These households were interviewed both before program implementation (in 2000) and in three
consecutive years after its implementation (i.e. in 2001, 2002 and 2003). The results from the
double difference estimation showed evidence of small increases in investments in economically
productive activities and negative effects on labor supply among beneficiary households. This
study like other related ones targeted poor households and beneficiary households receive cash in
condition of satisfying certain behavoural conditions (i.e. if beneficiary children were attending
schools and visiting protective health care givers). Thus, there was compelling need for a similar
but area specific study to be conducted in Kitui County.

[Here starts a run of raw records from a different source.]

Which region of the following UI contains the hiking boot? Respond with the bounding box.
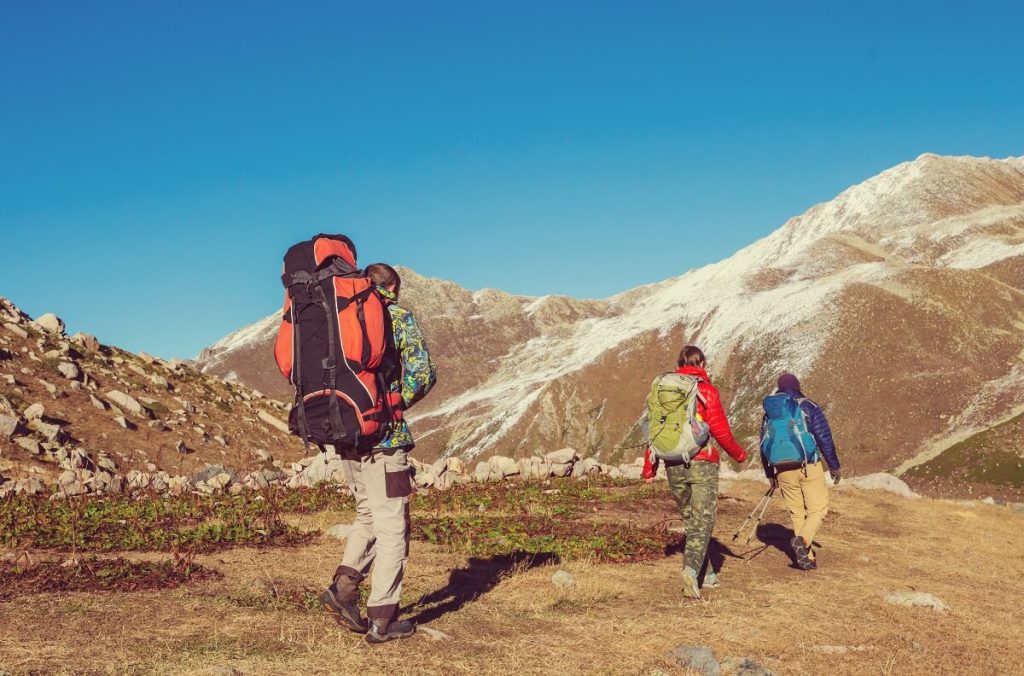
[683,567,700,599]
[790,536,818,571]
[319,587,370,634]
[365,620,416,643]
[700,568,722,589]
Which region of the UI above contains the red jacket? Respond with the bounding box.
[677,367,746,463]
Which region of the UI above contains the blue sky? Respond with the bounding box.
[0,0,1024,356]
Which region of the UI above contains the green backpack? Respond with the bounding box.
[646,371,711,466]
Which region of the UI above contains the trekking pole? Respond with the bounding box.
[732,487,775,544]
[746,485,775,545]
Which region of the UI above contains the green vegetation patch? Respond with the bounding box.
[413,516,679,563]
[0,487,352,551]
[0,556,220,601]
[906,414,1024,489]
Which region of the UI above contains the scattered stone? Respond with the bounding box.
[35,312,65,335]
[69,331,99,352]
[28,420,70,443]
[719,656,772,676]
[487,456,519,480]
[665,645,722,676]
[0,413,19,439]
[57,362,82,380]
[14,436,43,456]
[886,592,949,612]
[106,389,145,416]
[551,571,575,589]
[256,411,290,434]
[114,416,135,429]
[3,322,29,338]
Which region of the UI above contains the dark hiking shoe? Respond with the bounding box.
[683,567,700,600]
[319,588,370,634]
[365,620,416,643]
[790,536,818,571]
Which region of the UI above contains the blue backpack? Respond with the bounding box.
[761,392,818,466]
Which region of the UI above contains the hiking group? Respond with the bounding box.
[643,345,842,598]
[274,235,840,643]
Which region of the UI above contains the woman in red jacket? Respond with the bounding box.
[644,345,746,598]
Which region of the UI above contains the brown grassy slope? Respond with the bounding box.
[0,483,1024,674]
[0,299,303,477]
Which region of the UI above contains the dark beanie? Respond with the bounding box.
[778,373,800,391]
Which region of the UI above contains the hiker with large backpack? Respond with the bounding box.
[321,263,436,643]
[274,235,434,643]
[761,373,843,571]
[645,345,746,598]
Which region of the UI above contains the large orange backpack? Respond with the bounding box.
[273,235,393,453]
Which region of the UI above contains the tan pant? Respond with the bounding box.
[334,449,413,620]
[777,462,828,557]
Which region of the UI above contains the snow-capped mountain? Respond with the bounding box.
[199,155,1024,481]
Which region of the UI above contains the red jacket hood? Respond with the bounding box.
[676,367,711,382]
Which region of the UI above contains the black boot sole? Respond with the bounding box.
[319,589,370,634]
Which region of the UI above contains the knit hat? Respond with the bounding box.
[778,373,800,391]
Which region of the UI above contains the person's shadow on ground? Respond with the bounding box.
[757,523,800,568]
[665,536,742,580]
[403,552,561,625]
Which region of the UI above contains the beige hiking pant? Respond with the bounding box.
[335,449,413,620]
[777,462,828,556]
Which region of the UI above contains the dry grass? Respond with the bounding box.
[0,483,1024,674]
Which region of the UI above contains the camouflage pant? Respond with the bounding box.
[666,460,718,573]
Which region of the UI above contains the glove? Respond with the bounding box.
[640,446,659,483]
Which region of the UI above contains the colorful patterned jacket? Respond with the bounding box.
[377,287,437,450]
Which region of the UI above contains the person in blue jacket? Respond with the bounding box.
[761,373,843,571]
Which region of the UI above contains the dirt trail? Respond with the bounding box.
[0,482,1024,674]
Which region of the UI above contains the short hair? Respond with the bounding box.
[364,263,401,291]
[678,345,706,368]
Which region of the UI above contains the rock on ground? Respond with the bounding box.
[551,571,575,589]
[886,592,949,612]
[665,645,722,676]
[36,312,65,334]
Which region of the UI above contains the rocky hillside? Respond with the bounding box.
[0,298,323,495]
[200,155,1024,499]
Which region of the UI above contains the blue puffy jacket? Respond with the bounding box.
[761,389,840,478]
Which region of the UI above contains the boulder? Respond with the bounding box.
[106,389,145,416]
[886,592,949,612]
[69,331,99,351]
[544,449,577,465]
[473,460,490,483]
[665,645,722,676]
[3,322,29,338]
[28,420,71,443]
[488,456,519,479]
[14,436,43,456]
[35,312,65,335]
[57,362,82,380]
[0,413,20,439]
[444,456,466,474]
[256,411,290,434]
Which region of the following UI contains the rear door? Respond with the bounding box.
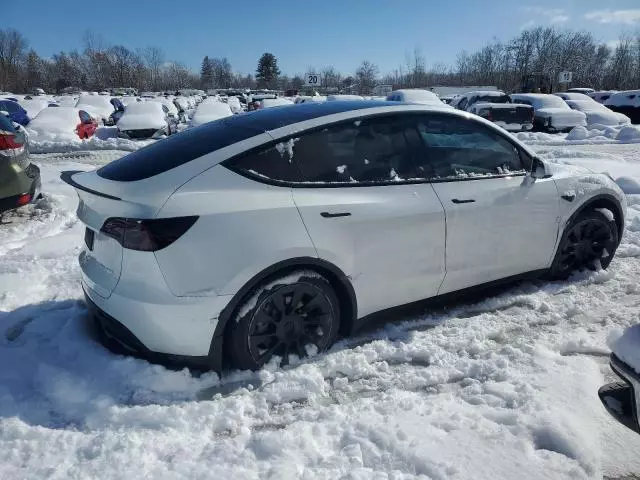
[282,116,445,317]
[418,114,559,294]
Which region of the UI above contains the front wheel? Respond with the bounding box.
[225,271,340,370]
[550,210,619,279]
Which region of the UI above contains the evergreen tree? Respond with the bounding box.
[256,52,280,88]
[200,55,213,90]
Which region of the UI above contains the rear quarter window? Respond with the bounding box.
[98,120,262,182]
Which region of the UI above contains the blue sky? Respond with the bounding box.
[5,0,640,74]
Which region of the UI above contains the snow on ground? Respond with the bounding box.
[29,127,155,153]
[515,125,640,145]
[0,143,640,480]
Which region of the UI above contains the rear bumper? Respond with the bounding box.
[83,285,219,370]
[598,354,640,434]
[0,163,41,213]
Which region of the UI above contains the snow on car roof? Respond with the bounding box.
[465,90,506,97]
[27,107,80,137]
[261,98,293,108]
[511,93,570,109]
[124,102,164,115]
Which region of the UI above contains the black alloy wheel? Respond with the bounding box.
[552,210,618,279]
[226,276,339,370]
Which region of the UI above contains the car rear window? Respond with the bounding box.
[0,114,16,133]
[98,120,263,182]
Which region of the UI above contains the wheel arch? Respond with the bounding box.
[565,193,624,238]
[208,257,358,372]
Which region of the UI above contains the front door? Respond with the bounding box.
[410,115,559,294]
[282,116,445,317]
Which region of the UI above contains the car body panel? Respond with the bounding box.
[156,165,317,296]
[433,175,559,294]
[66,101,625,370]
[293,184,445,316]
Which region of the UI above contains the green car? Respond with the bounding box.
[0,113,40,214]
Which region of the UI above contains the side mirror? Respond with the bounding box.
[531,157,547,178]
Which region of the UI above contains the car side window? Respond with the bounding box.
[226,139,302,182]
[227,116,419,186]
[417,115,524,180]
[0,102,20,113]
[292,116,415,184]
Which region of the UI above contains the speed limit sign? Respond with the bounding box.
[304,73,320,87]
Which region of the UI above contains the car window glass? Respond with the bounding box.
[225,139,302,182]
[231,116,419,184]
[0,115,16,133]
[417,115,524,179]
[0,102,20,113]
[80,110,91,123]
[292,116,415,183]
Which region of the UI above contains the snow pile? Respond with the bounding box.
[609,324,640,373]
[191,97,234,127]
[616,125,640,143]
[515,123,640,145]
[27,107,80,143]
[118,102,167,131]
[29,127,156,153]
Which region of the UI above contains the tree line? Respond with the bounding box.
[0,27,640,95]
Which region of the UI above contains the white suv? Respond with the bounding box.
[62,101,626,370]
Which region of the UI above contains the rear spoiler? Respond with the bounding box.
[60,170,122,200]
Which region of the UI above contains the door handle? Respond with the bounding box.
[320,212,351,218]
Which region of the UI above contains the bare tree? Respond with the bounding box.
[356,60,379,95]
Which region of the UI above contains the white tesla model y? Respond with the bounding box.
[62,101,626,370]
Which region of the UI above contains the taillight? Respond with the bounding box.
[0,130,24,150]
[100,216,198,252]
[16,193,31,206]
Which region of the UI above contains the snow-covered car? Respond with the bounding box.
[327,94,364,102]
[293,95,327,104]
[148,96,180,118]
[554,92,594,101]
[191,98,233,127]
[598,325,640,434]
[467,101,533,132]
[27,107,97,141]
[589,90,618,104]
[76,95,114,123]
[61,100,626,369]
[567,87,595,95]
[565,98,631,127]
[116,102,178,139]
[18,97,49,118]
[604,90,640,124]
[226,97,244,113]
[260,97,293,108]
[511,93,587,133]
[387,88,447,107]
[0,114,41,214]
[456,90,534,132]
[54,95,78,107]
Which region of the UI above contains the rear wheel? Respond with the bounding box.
[550,210,619,279]
[225,271,340,370]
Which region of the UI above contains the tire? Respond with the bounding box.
[549,210,620,280]
[224,270,340,370]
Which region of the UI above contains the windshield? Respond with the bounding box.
[476,95,511,103]
[533,95,569,110]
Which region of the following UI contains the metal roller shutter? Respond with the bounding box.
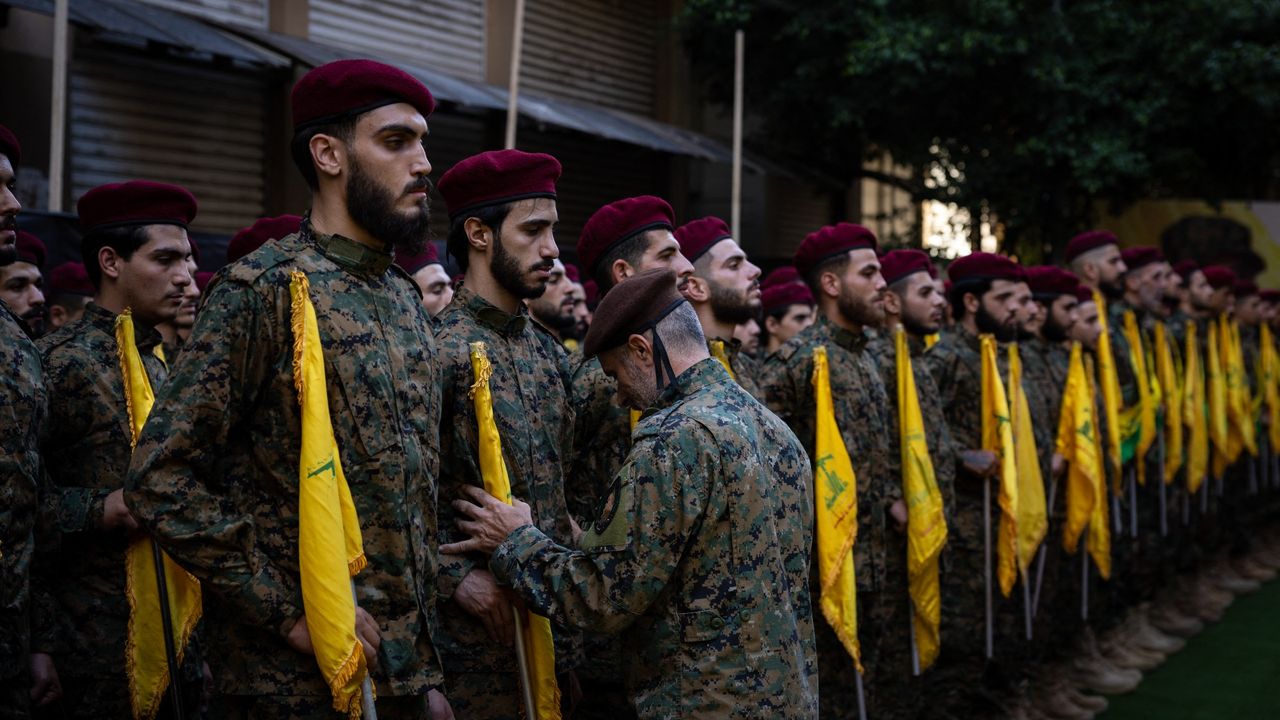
[311,0,484,81]
[68,47,268,233]
[520,0,659,117]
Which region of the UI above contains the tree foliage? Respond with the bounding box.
[678,0,1280,256]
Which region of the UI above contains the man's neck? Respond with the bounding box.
[311,193,389,252]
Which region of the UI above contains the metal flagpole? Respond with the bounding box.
[504,0,525,150]
[147,538,187,720]
[982,478,996,659]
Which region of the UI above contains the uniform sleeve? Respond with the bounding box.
[125,282,302,635]
[489,427,721,633]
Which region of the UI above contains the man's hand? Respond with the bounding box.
[102,489,138,532]
[453,569,516,644]
[285,605,383,670]
[440,486,534,555]
[31,652,63,707]
[426,689,453,720]
[960,450,1000,478]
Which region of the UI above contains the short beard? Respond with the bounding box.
[973,298,1018,342]
[347,154,431,255]
[489,229,556,300]
[836,291,884,327]
[707,281,760,325]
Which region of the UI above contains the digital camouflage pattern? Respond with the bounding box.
[760,318,906,717]
[435,287,580,717]
[489,359,818,719]
[125,224,443,698]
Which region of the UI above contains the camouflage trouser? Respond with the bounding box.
[209,694,430,720]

Angelucci and Attanasio (2009) estimated the effect of urban component of Mexican CCT
program, Oportunidades on consumption. This program started in rural Mexico in 1998 but later
in the year 2003 it was expanded to urban areas. A selection criterion was based on a
predetermined poverty threshold. Data collection was done from 7320 households in 2002 before
program implementation and 6830 households after implementation for the years 2003 and 2004.
Lack of randomization in participation across urban areas and among participants necessitated
the use of DID method and instrumental variable (IV) estimators. Since there was low
participation rate, the researchers also estimated the average intention to treat (AIT). The study
found expected transfer was not adequate to persuade several qualified households to take part.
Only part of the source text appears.